Aria Operations node stuck on "Waiting for Analytics" status
search cancel

Aria Operations node stuck on "Waiting for Analytics" status

book

Article ID: 378322

calendar_today

Updated On:

Products

VMware Aria Suite

Issue/Introduction

Cluster cannot be brought online because cluster node is not Online.  The node stuck in "Waiting for Analytics" state. Analytics service is not running.

Environment

Aria Operations 8.12

Aria Operations 8.14

Aria Operations 8.16

Aria Operations 8.17

Aria Operations 8.18

Cause

The internal vPostgres certificate was manually updated with the web certificate chain.  The following files were modified

  • /storage/vcops/user/conf/ssl/cacert.pem
  • /var/vmware/vpostgres/current/vpostgres_cacert.pem
  • /var/vmware/vpostgres/current/vpostgres_key.pem

The following log exception is identified in the analytics log file:

2024-09-25T20:36:51,391+0000 WARN  [C3P0PooledConnectionPoolManager[identityToken->30hbiyb6bwi9n912rp92j|40a77b42]-HelperThread-#6]  com.mchange.v2.resourcepool.BasicResourcePool.log - c
om.mchange.v2.resourcepool.BasicResourcePool$ScatteredAcquireTask@3b9421fe -- Acquisition Attempt Failed!!! Clearing pending acquires. While trying to acquire a needed new resource, we f
ailed to succeed more than the maximum number of allowed acquisition attempts (30). Last acquisition attempt exception:
org.postgresql.util.PSQLException: The SSLSocketFactory class provided org.postgresql.ssl.LibPQvROpsFactory could not be instantiated.
        at org.postgresql.Driver$ConnectThread.getResult(Driver.java:385) ~[postgresql-42.5.1.jar:42.5.1]
        at org.postgresql.Driver.connect(Driver.java:298) ~[postgresql-42.5.1.jar:42.5.1]

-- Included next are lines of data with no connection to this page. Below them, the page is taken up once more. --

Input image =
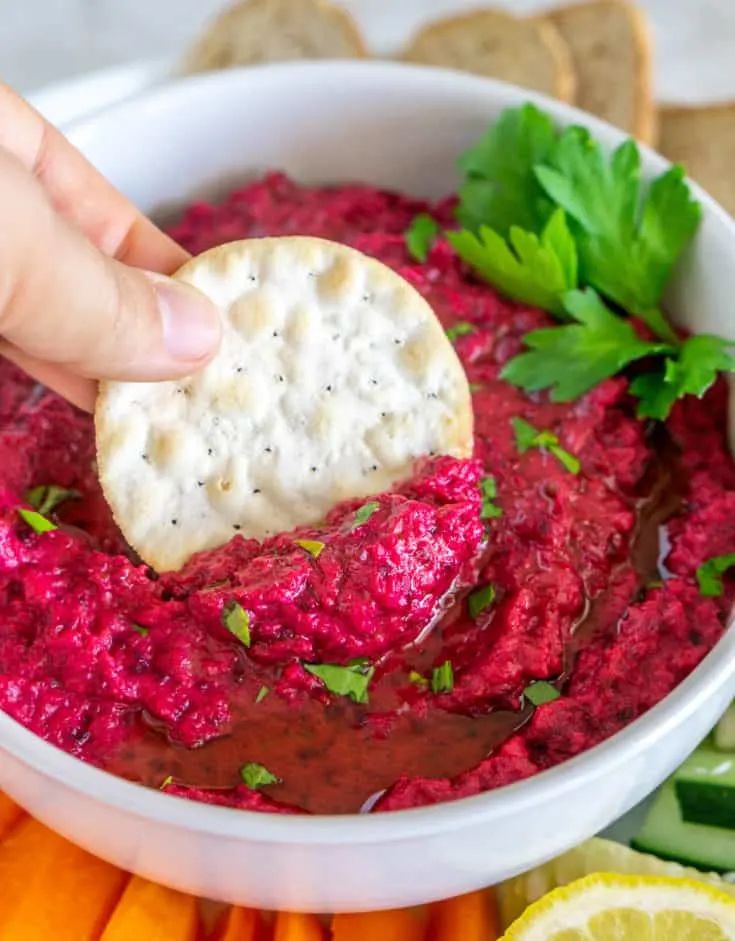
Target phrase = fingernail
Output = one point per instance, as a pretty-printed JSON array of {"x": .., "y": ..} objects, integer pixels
[{"x": 190, "y": 321}]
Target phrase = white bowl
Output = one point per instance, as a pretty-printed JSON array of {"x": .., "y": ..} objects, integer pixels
[{"x": 400, "y": 127}]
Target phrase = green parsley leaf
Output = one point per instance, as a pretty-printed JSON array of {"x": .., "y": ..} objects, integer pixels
[
  {"x": 501, "y": 187},
  {"x": 709, "y": 574},
  {"x": 352, "y": 680},
  {"x": 420, "y": 236},
  {"x": 460, "y": 329},
  {"x": 574, "y": 358},
  {"x": 480, "y": 599},
  {"x": 46, "y": 497},
  {"x": 256, "y": 776},
  {"x": 442, "y": 678},
  {"x": 237, "y": 621},
  {"x": 529, "y": 437},
  {"x": 363, "y": 514},
  {"x": 312, "y": 546},
  {"x": 36, "y": 521},
  {"x": 489, "y": 491},
  {"x": 690, "y": 371},
  {"x": 627, "y": 247},
  {"x": 541, "y": 692},
  {"x": 417, "y": 678},
  {"x": 534, "y": 269}
]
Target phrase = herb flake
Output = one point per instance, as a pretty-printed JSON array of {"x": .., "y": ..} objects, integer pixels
[
  {"x": 480, "y": 600},
  {"x": 442, "y": 678},
  {"x": 237, "y": 621},
  {"x": 37, "y": 522},
  {"x": 255, "y": 776},
  {"x": 351, "y": 680},
  {"x": 709, "y": 574},
  {"x": 540, "y": 692}
]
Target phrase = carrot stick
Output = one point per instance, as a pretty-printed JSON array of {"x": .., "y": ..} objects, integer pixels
[
  {"x": 9, "y": 813},
  {"x": 471, "y": 917},
  {"x": 398, "y": 924},
  {"x": 295, "y": 927},
  {"x": 150, "y": 912},
  {"x": 51, "y": 889},
  {"x": 238, "y": 924}
]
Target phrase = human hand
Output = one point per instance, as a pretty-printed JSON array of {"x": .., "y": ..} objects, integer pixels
[{"x": 75, "y": 302}]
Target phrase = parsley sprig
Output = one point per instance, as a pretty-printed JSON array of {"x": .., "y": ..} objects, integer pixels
[{"x": 551, "y": 221}]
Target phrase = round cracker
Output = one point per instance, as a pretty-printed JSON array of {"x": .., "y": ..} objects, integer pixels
[
  {"x": 333, "y": 377},
  {"x": 275, "y": 31}
]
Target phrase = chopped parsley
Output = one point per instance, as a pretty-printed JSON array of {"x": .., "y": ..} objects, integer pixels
[
  {"x": 442, "y": 678},
  {"x": 552, "y": 221},
  {"x": 489, "y": 491},
  {"x": 534, "y": 269},
  {"x": 36, "y": 521},
  {"x": 460, "y": 329},
  {"x": 420, "y": 236},
  {"x": 237, "y": 621},
  {"x": 417, "y": 678},
  {"x": 709, "y": 574},
  {"x": 529, "y": 437},
  {"x": 46, "y": 497},
  {"x": 256, "y": 776},
  {"x": 351, "y": 680},
  {"x": 540, "y": 692},
  {"x": 363, "y": 513},
  {"x": 312, "y": 546},
  {"x": 480, "y": 599}
]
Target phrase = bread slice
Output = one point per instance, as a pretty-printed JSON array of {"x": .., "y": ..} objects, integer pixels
[
  {"x": 703, "y": 139},
  {"x": 525, "y": 51},
  {"x": 275, "y": 30},
  {"x": 609, "y": 41}
]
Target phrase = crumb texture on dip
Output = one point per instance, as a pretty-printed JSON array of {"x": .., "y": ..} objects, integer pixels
[{"x": 387, "y": 657}]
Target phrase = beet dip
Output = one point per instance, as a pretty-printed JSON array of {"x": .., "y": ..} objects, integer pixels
[{"x": 586, "y": 580}]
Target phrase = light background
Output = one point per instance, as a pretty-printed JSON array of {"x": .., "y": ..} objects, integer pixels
[{"x": 45, "y": 40}]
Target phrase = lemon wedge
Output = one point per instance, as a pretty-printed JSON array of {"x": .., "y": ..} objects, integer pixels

Caused by: org.postgresql.util.PSQLException: Could not open SSL root certificate file /storage/vcops/user/conf/ssl/cacert.pem.
        at org.postgresql.ssl.LibPQvROpsFactory.<init>(LibPQvROpsFactory.java:153) ~[vcops-postgres-sslfactory-1.0-SNAPSHOT.jar:42.5.1]

Caused by: java.io.FileNotFoundException: /storage/vcops/user/conf/ssl/cacert.pem (Permission denied)
        at java.io.FileInputStream.open0(Native Method) ~[?:?]
        at java.io.FileInputStream.open(Unknown Source) ~[?:?]

Resolution

NOTE: Modification to the Internal vPostgres certificate is not advised as it will potentially break the internal database communication, causing analytics service to stop running.

Perform the following steps to revert the changes.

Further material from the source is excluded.